Better-than-expected U.S. shipments would help sustain income for farmers, which the government forecasts will rise 31 percent to a record $103.6 billion this year. North Dakota, the biggest wheat grower in 2010, has the nation’s lowest jobless rate, at 3.5 percent.

Cheaper wheat may help food companies’ margins. B&G Foods Inc., the maker of Cream of Wheat cereal, lists wheat as one of the areas with the largest cost increases, President and Chief Executive Officer David Wenner said on a conference call Oct. 25. The Parsippany, New Jersey-based company will report net income of $48.4 million this year, compared with $32.4 million in 2010, the mean of three analyst estimates compiled by Bloomberg show. Shares of B&G Foods rose 58 percent since the start of January.

Instant Noodles

PT Indofood Sukses Makmur, Indonesia’s biggest maker of instant noodles and flour, will report profit of 3.30 trillion rupiah ($369 million) in 2011, compared with 2.95 trillion rupiah last year, the mean of 19 estimates shows. Shares of the Jakarta-based company rose 5.6 percent this year.

Expanding global supply should ensure food companies don’t have to contend with surging prices any time soon.
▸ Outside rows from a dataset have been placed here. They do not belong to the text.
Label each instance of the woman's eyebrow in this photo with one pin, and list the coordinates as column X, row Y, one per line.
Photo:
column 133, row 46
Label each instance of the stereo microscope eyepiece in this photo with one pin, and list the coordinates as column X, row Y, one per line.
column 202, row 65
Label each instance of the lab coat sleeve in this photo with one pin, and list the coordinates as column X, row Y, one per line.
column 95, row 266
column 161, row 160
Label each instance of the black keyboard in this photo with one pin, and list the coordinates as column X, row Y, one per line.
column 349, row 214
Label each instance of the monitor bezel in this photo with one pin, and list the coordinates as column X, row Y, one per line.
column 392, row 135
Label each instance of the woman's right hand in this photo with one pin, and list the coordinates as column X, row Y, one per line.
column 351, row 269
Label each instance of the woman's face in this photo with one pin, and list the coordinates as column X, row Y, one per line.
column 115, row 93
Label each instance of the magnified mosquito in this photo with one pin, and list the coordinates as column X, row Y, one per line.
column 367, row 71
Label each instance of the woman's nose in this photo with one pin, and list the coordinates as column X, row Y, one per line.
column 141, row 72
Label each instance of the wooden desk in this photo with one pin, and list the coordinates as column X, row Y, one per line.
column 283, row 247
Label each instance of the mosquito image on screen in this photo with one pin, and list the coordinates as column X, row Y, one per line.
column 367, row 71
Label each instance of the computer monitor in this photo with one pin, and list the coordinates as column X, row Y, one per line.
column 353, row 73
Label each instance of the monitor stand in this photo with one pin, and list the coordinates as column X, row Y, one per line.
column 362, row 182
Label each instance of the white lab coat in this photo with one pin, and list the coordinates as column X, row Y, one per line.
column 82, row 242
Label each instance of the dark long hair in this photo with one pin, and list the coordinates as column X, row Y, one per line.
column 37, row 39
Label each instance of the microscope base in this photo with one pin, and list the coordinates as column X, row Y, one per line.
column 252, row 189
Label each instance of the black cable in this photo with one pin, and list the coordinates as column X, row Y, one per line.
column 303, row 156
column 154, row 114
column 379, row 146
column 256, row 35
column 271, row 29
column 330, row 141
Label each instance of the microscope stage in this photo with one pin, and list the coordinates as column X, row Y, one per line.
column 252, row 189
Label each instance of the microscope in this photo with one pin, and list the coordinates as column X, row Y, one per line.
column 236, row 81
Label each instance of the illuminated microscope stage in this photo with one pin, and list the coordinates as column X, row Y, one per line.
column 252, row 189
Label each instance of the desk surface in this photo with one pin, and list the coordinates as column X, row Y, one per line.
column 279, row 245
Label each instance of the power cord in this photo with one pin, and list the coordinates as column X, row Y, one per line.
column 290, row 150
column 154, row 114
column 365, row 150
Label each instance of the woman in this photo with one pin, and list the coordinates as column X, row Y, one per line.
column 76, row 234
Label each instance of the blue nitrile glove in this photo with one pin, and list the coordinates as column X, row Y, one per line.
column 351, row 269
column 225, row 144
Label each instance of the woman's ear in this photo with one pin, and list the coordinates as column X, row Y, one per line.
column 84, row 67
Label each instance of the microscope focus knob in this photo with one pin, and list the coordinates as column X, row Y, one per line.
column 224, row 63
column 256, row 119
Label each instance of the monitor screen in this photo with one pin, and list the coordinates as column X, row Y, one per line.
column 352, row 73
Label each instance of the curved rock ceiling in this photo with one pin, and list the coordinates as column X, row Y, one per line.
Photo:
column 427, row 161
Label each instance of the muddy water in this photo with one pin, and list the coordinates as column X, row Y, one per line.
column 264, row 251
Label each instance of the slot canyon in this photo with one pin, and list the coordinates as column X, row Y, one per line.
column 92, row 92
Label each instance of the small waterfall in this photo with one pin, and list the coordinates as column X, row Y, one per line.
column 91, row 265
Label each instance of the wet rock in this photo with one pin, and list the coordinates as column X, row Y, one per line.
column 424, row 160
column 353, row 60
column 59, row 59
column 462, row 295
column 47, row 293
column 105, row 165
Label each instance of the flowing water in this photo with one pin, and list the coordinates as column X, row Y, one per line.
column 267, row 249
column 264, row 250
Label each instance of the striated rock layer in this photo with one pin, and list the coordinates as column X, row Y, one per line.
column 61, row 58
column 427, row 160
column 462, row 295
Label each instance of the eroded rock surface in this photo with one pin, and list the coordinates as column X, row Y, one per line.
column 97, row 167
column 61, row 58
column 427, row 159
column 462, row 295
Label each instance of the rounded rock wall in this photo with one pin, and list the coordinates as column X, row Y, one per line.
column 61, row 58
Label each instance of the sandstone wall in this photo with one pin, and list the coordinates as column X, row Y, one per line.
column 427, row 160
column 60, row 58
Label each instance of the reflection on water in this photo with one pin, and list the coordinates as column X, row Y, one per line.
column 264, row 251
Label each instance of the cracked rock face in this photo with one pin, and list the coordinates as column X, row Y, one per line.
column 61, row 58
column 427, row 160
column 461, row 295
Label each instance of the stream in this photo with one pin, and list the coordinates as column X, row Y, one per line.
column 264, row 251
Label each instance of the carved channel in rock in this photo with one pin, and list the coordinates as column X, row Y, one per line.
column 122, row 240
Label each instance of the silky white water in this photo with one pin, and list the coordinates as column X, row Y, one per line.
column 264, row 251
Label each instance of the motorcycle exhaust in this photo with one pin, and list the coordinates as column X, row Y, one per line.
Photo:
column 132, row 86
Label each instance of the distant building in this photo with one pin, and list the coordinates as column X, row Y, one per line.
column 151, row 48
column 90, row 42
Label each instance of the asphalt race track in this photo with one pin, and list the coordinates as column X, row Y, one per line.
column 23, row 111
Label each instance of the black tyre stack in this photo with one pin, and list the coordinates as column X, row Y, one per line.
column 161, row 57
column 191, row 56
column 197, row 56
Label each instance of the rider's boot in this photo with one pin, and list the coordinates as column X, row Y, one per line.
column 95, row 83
The harvest in Australia, set to be the second-biggest shipper, is estimated at a near-record 26.2 million tons by the government. Exports may climb to an all-time high of 20.4 million tons in the year that started Oct. 1, according to the Canberra-based Australian Bureau of Agricultural and Resource Economics and Sciences, a state forecaster that traces its roots to 1945.

World production will climb 6 percent to 691 million tons, boosting stockpiles, the UN’s Food & Agriculture Organization said in a report yesterday.

“There’s a huge supply of wheat, far more than people had anticipated a few months back,” said Abdolreza Abbassian, a senior FAO economist in Rome. “The recovery in production has been very, very good.”